How Do You Find Life On Other Planets? By Testing On Earth
With over 5,000 exoplanets — planets beyond our solar system — discovered to date, there's a growing interest in locating which of these planets might be habitable. It's no easy matter to find a planet where life might be able to thrive. When astronomers talk about habitable exoplanets, they often mean planets which are in the habitable zone. This zone encompasses a region around a star in which a planet could have the right surface temperature for water to be present in liquid form.
However, just having a surface temperature between zero and 100 degrees Celsius isn't enough to make a place hospitable to life. There are many other considerations; like the presence of an atmosphere, and what that atmosphere is composed of, the atmospheric pressure, the amount of radiation a planet receives from its star, and even the balance of water and land on the surface. All of these factors and many more can affect whether a planet could ever host life.
Researchers are creating increasingly complex models for what a truly habitable exoplanet might look like. However, it's difficult to test out these models because there's only one planet we know of which can definitely host life — our own planet, Earth.
A group of researchers from ETH Zurich and the University of Zurich are using that principle as the jumping off point for their research, and asking what might at first seem like a strange question: Can we identify Earth as habitable using currently available tools?
Why it makes sense to use Earth as a model
It might sound silly at first to ask whether we can tell Earth is habitable. Of course it is, that's where we all live! However, the point of the research isn't to prove that Earth is habitable — our mere existence proves that. Instead, it's to see what kinds of information we could get about Earth from space, and whether that information would be enough for us to say that the Earth could host life. The idea is to try out habitability tests on Earth, to see if they could one day be used on exoplanets.
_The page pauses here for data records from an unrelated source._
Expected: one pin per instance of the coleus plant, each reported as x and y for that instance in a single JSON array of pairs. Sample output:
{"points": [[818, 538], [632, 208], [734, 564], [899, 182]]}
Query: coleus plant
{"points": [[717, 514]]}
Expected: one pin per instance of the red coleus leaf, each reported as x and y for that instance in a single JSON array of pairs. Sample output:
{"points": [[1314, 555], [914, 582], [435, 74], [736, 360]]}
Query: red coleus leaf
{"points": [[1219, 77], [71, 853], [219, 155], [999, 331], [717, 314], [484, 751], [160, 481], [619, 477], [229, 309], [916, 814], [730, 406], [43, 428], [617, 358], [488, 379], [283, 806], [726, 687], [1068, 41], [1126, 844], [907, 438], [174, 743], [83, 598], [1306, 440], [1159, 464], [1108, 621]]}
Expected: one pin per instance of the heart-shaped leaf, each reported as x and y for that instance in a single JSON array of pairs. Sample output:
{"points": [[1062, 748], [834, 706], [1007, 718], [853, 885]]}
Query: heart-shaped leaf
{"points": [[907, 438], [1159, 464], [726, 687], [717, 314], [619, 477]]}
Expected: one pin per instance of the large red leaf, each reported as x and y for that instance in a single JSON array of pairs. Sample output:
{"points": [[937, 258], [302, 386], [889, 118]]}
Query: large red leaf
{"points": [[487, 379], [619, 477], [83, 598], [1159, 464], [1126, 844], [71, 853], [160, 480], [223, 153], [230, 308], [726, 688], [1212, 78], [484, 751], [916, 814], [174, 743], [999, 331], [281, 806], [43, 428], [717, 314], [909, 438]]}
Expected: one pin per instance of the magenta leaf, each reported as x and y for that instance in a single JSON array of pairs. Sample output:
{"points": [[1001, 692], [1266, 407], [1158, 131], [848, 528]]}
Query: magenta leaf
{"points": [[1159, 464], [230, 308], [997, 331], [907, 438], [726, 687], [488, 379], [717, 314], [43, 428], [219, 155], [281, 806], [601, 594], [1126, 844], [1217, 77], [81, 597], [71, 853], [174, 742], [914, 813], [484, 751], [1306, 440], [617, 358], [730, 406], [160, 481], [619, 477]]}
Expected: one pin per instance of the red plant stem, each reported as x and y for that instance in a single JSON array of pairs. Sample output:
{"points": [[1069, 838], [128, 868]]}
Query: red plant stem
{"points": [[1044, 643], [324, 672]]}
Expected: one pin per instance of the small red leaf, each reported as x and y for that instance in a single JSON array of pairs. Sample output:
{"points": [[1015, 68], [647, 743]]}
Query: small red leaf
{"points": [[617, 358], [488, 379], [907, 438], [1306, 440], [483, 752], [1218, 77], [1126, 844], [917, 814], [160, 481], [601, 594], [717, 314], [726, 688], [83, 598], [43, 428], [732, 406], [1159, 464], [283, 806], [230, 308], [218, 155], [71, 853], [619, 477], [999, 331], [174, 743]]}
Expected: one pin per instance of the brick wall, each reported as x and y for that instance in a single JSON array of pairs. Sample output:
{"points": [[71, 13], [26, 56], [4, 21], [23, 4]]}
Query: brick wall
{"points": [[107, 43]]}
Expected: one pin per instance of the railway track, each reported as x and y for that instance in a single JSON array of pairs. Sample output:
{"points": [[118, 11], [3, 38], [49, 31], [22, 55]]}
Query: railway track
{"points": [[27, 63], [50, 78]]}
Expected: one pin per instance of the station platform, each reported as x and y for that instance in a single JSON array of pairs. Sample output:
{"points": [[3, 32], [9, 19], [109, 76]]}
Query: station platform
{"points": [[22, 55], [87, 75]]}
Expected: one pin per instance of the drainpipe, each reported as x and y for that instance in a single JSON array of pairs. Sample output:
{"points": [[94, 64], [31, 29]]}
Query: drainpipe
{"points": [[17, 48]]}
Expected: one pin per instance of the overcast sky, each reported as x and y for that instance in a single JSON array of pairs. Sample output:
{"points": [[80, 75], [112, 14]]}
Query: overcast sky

The researchers shared their findings in a paper in The Astrophysical Journal, working with a group of five satellites located in space as part of a project called LIFE, or Large Interferometer For Exoplanets. The aim of the project is for these satellites to act like one large telescope, working together to form a tool called an "interferometer," which can detect infrared radiation or heat from exoplanets.
The light given off by these planets can then be analyzed to see what an atmosphere is composed of. "Our goal is to detect chemical compounds in the light spectrum that hint at life on the exoplanets," said leader of the LIFE initiative, Sascha Quanz.
The researchers wanted to know how effective these satellites would be when looking at a distant exoplanet, so they started off by using equivalent satellites to observe Earth.
Considering the habitability of Earth
The researchers used data from a NASA satellite called Aqua, which monitors Earth using instruments like an infrared sounder, a radiometer, and a spectroradiometer. It is used to study the Earth's water cycle in terms of evaporation and precipitation as part of NASA's Earth observation studies.
The researchers used data from this satellite to see the light wavelengths coming from Earth — called the emission spectra — in the infrared portion of the spectrum. This is similar to the kinds of data that satellites would be able to pick up from exoplanets. They wanted to know whether they would be able to see that Earth has an atmosphere, and if it made a difference when they observed in different seasons.
The results were good news for habitability hunters, as they showed that a telescope like LIFE would be able to spot signs of a habitable world from a distance of 30 light years. That's still pretty close in space terms, but from this distance they could see indications of Earth's atmosphere like carbon dioxide, water, ozone, and methane.
It turned out to be very hard to determine anything about seasonal variations, however, but the researchers say that it's still a positive finding. "Even if atmospheric seasonality is not easily observed, our study demonstrates that next generation space missions can assess whether nearby temperate terrestrial exoplanets are habitable or even inhabited," Quanz said.